Stuttgart -  Seit Ende April kriecht ein neues Reptil in der Wilhelma. Australienkrokodil „Bong“ hat es vom Zoo in Frankfurt in die Landeshauptstadt Stuttgart gezogen. Bong ist neben zwei neuen Giraffen in der Wilhelma sowie einigen neugeborenen Jungtieren einer der zahlreichen Neuzugänge, die in der Corona-Pause ihr neues Zuhause im Stuttgarter Tierpark gefunden haben.

Das sieben Jahre alte Tier lebt zusammen mit der Krokodildame „Billa“ in einem Terrarium.
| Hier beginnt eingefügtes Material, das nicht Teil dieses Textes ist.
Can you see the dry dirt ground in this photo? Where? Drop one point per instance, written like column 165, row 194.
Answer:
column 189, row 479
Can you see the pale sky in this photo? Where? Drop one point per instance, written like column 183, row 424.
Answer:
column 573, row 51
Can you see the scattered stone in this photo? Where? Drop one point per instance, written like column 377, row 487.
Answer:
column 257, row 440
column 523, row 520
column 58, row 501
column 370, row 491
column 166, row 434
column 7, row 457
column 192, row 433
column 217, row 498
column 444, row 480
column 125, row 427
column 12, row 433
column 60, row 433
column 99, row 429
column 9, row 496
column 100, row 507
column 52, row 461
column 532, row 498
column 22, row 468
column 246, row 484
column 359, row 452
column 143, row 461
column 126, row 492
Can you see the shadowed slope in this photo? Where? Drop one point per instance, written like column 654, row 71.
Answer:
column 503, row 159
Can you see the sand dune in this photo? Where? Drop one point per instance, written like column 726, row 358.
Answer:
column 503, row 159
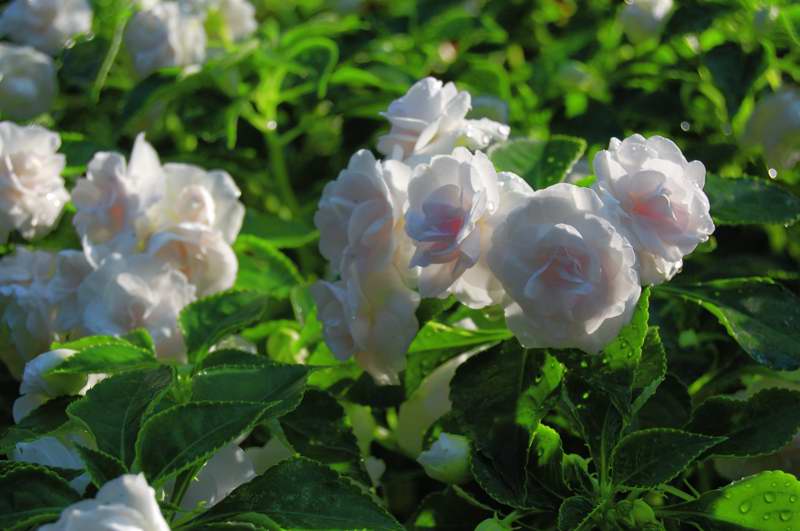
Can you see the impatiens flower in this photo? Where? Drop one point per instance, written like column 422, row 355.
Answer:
column 32, row 193
column 138, row 291
column 430, row 119
column 46, row 24
column 113, row 197
column 165, row 35
column 370, row 317
column 360, row 214
column 662, row 207
column 451, row 203
column 644, row 19
column 229, row 468
column 569, row 274
column 38, row 387
column 207, row 261
column 193, row 195
column 447, row 460
column 775, row 126
column 127, row 502
column 26, row 307
column 28, row 82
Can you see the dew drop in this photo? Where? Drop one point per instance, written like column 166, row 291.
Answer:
column 745, row 507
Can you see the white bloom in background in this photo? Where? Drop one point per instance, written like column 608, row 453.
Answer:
column 430, row 119
column 644, row 19
column 193, row 195
column 32, row 192
column 570, row 275
column 447, row 460
column 26, row 307
column 427, row 404
column 127, row 502
column 370, row 317
column 113, row 197
column 37, row 387
column 28, row 83
column 451, row 205
column 53, row 452
column 662, row 207
column 47, row 25
column 360, row 214
column 229, row 468
column 775, row 126
column 137, row 292
column 163, row 36
column 207, row 261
Ob die beiden aber ein Paar werden oder nicht, ist noch ungewiss. Bong ist rein äußerlich noch geschlechtsneutral, seine Geschlechtsmerkmale sind naturgemäß nur wenige Millimeter groß. Ob er männlich oder weiblich ist, stellt sich erst in den nächsten Jahren heraus.

Wilhelma Stuttgart: Zu Beginn war Billa gegenüber Bong sehr zurückhaltend

Krokodile besitzen keine Geschlechtschromosomen. Die Temperatur im Bruthügel aus Erde und Pflanzen entscheidet, ob aus dem Ei ein Männchen oder Weibchen schlüpft. Unter 30 Grad wird es ein Mädchen, über 34 Grad ein Männchen. Dazwischen ist beides möglich. Weil Bong nicht in einem Inkubator ausgebrütet wurde, sondern in der Krokodilanlage des Frankfurter Zoos, gibt es keine Gewissheit über sein Geschlecht. Die Geschlechtsreife setzt erst nach deutlich mehr als zehn Jahren ein.

Sollte er männliche Geschlechtsmerkmale herausbilden - und sich mit Billa gut verstehen - wäre es eine Liebe mit großem Altersunterschied. Die Krokodildame - 1,60 Meter lang, 15 Kilogramm schwer - ist 35 Jahre alt. Bong ist 35 Zentimeter kleiner und 28 Jahre jünger. „Billa war bisher sehr zurückhaltend und wird immer munterer und agiler“, sagt Wilhelma-Direktor und Reptilienexperte Dr. Thomas Kölpin in einer Pressemitteilung. „Jetzt legt sie sich sogar mit unserem Neuzugang Bong an, wenn es gilt, sich die leckersten Futterhappen zu schnappen.“

Wilhelma Stuttgart hat noch weitere Neuzugänge bekommen

Die beiden Australienkrokodile werden getrennt gehalten von den beiden wuchtigeren Leistenkrokodilen der Wilhelma, Frederick und Tong. Damit soll jedes Risiko vermieden werden. Die Kleinen gehören aber eigentlich nicht zum Beuteschema der Großen. Auch Futterneid kommt nicht auf. Australienkrokodile wie Billa und Bong haben langgezogene spitze Mäuler, die sich für den Fischfang eignen. Die Leistenkrokodile wie Frederick und Tong jagen dagegen Säugetiere und große Vögel.

Auch bei den Affen gibt es seit kurzem einen Neuzugang. Im Januar kamen zwei Seidenäffchen im Stuttgarter Tierpark zu Welt. Zu besichtigen waren sie allerdings lange Zeit nicht. Die Wilhelma wurde aufgrund der Notbremse im März geschlossen. Erst seit Ende April darf der Park wieder Besucher empfangen.